Ms Justice Mary Irvine said the High Court erred in not excising some of the claims but correctly found a claim of negligent infliction of economic harm was properly pleaded.
In their action against IBRC, Patricia Quinn and her five adult children contend they are not liable for their guarantees and security on the Anglo loans because of statutory and regulatory breaches by the bank.
The action was put on hold by the High Court last October due to pending criminal trials involving former Anglo executives. Before that, the Quinns applied to amend their original claim challenging the validity of share pledges and guarantees given to Anglo as security for monies loaned to Quinn companies.
They also allege breach of fiduciary duty by the bank and negligent infliction of economic harm.
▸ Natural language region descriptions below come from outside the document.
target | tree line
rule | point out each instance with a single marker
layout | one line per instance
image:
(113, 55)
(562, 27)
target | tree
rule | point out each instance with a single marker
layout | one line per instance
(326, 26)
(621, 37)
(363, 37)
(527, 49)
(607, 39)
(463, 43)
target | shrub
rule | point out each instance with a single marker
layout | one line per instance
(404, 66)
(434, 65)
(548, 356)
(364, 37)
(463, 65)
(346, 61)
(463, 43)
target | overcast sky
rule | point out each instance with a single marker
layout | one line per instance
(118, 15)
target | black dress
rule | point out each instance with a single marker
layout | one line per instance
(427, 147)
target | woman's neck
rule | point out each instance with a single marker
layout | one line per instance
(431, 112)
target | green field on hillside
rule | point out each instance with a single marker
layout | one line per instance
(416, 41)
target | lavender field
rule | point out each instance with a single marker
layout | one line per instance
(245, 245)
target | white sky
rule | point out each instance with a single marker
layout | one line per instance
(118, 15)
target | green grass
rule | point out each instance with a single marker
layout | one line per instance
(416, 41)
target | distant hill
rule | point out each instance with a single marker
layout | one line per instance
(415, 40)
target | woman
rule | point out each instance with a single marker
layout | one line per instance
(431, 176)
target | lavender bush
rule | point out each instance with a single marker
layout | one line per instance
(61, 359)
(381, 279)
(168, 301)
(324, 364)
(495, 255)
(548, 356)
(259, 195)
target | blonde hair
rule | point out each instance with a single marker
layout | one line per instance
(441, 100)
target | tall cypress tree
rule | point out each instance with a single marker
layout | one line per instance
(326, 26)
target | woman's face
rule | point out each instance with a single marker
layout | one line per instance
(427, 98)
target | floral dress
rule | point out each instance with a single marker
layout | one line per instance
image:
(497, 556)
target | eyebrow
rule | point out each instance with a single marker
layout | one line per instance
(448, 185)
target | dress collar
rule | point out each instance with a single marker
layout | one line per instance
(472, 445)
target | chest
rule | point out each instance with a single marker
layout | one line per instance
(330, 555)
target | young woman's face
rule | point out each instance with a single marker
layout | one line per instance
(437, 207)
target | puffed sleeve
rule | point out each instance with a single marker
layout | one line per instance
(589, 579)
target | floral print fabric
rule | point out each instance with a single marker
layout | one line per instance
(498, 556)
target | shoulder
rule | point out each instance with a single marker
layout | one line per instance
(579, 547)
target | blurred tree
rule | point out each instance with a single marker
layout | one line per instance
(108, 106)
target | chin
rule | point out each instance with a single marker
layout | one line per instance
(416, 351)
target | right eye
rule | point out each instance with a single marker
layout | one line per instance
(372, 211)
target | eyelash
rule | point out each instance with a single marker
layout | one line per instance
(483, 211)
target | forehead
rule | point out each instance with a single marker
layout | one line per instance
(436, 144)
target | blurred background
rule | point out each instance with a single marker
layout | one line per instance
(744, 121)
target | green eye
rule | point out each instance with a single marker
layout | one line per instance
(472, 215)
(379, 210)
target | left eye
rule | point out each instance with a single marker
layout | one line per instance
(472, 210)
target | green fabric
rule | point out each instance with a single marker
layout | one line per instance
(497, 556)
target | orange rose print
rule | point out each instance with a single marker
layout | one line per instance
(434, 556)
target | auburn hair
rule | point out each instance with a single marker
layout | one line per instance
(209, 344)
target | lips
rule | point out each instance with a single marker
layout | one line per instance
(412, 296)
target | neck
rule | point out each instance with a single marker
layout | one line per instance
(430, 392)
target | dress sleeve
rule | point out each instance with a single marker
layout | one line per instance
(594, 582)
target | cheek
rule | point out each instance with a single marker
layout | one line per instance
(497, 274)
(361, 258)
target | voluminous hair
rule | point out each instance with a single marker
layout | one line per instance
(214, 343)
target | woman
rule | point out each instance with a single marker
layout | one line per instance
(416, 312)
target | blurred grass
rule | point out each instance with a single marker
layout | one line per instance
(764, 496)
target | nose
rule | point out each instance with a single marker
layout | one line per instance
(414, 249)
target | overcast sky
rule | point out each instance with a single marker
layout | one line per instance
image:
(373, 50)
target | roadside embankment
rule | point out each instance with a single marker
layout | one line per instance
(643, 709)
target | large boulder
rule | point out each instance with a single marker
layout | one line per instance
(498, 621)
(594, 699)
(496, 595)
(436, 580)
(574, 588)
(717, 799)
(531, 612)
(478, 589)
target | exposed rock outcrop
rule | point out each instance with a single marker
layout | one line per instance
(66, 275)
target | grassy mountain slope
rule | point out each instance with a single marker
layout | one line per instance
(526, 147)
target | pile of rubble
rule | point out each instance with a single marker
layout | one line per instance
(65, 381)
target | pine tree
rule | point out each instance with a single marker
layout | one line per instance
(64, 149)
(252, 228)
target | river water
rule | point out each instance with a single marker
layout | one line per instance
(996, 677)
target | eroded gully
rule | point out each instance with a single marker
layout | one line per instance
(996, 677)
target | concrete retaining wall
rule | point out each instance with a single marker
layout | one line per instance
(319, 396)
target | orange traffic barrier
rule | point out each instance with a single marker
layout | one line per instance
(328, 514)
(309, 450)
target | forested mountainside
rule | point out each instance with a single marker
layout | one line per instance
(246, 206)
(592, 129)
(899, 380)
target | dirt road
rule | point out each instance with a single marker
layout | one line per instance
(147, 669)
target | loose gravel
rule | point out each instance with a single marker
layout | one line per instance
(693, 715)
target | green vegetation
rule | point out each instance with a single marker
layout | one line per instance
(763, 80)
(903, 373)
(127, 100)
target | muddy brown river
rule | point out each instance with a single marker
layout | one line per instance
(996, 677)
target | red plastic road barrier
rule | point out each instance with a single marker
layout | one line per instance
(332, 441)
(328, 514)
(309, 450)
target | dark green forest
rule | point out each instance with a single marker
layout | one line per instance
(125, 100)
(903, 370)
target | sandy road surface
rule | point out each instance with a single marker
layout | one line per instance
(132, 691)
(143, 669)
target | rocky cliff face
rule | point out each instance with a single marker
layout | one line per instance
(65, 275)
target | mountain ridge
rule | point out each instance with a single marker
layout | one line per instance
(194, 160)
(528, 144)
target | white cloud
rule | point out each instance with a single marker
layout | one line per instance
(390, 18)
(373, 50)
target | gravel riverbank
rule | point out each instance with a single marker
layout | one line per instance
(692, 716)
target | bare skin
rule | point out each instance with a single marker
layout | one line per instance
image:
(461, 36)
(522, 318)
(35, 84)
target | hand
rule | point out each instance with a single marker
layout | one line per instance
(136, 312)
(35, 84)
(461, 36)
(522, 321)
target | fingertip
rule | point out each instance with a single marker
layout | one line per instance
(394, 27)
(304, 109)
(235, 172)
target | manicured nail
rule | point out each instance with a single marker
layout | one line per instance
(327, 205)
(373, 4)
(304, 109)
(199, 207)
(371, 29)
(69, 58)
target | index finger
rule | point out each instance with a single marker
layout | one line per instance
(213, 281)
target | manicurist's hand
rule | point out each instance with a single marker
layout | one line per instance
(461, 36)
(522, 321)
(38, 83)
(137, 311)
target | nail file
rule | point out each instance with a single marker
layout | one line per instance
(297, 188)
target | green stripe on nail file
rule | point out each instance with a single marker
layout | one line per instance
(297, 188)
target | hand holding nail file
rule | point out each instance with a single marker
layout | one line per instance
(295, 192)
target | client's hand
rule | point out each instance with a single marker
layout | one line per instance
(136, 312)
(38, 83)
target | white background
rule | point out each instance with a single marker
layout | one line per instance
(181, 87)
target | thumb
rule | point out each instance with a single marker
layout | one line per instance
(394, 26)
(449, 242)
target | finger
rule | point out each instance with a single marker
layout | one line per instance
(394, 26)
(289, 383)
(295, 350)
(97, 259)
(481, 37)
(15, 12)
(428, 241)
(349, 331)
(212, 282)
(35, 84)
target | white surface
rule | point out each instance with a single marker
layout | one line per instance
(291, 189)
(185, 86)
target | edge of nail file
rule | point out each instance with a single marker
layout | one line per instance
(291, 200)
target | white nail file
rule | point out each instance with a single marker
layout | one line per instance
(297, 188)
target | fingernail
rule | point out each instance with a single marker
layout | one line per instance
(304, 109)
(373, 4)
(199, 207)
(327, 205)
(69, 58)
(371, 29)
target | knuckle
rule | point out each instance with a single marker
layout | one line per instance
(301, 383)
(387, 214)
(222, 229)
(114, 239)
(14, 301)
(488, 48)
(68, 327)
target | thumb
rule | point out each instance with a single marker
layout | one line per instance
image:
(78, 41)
Giving the the unanimous three-judge Court of Appeal decision, Ms Justice Irvine said the transactions arose out of a negative drop in the price of Anglo shares in 2007 when the bank advanced to the Quinn Group firms funds to allow them meet certain share commitments. Known as "contracts for difference (CFDs)", they involve an agreement to exchange the difference between the current and future price of shares in a company, in this case Anglo.
The Quinns signed many security documents relating to the CFDs and said they did so without legal or financial advice.
When Anglo’s share price continued to drop in 2008, the Quinn Group needed further loan facilities as they came under pressure from banks and bondholders, she said.
When the bank demanded the Quinns reduce the CFD position, most of the CFDs were unwound into shares, one portion of which was purchased by a group of investors known as the “Maple Ten” and the rest by the Quinn Group. The Quinn shares were transferred to six Quinn-owned Cypriot companies which ultimately received €498 million from Anglo.
In their original statement of claim, the Quinns alleged the guarantees and pledges are unenforceable on grounds including they were procured by undue influence and breached company law and EU market abuse regulations.
Following a March 2015 Supreme Court decision that the Quinns cannot pursue claims of company law or market abuse breaches, they applied to amend their original claim to insert a plea of “stand alone” enforceability of share pledges and guarantees.
The High Court found they had failed to provide an adequate explanation why that was not pleaded at the outset of the case. The amendment was “an entirely new claim” never pleaded until after the Supreme Court decision, she said.
While Aoife Quinn had said in an affidavit the stand alone enforceability had always been at issue, that assertion "did not sit comfortably" with the pleadings or the fact no evidence was presented to the court during another hearing on a preliminary issue.
The High Court correctly held the amendment was not necessary to allow true issues between the parties to be determined and there was culpable delay on the part of the Quinns in bringing their application to amend, she found.
The Quinns conduct seeking to “recast their claim” was abusive of the defendants and would also mean circumventing or undermining previously determined issue, she added.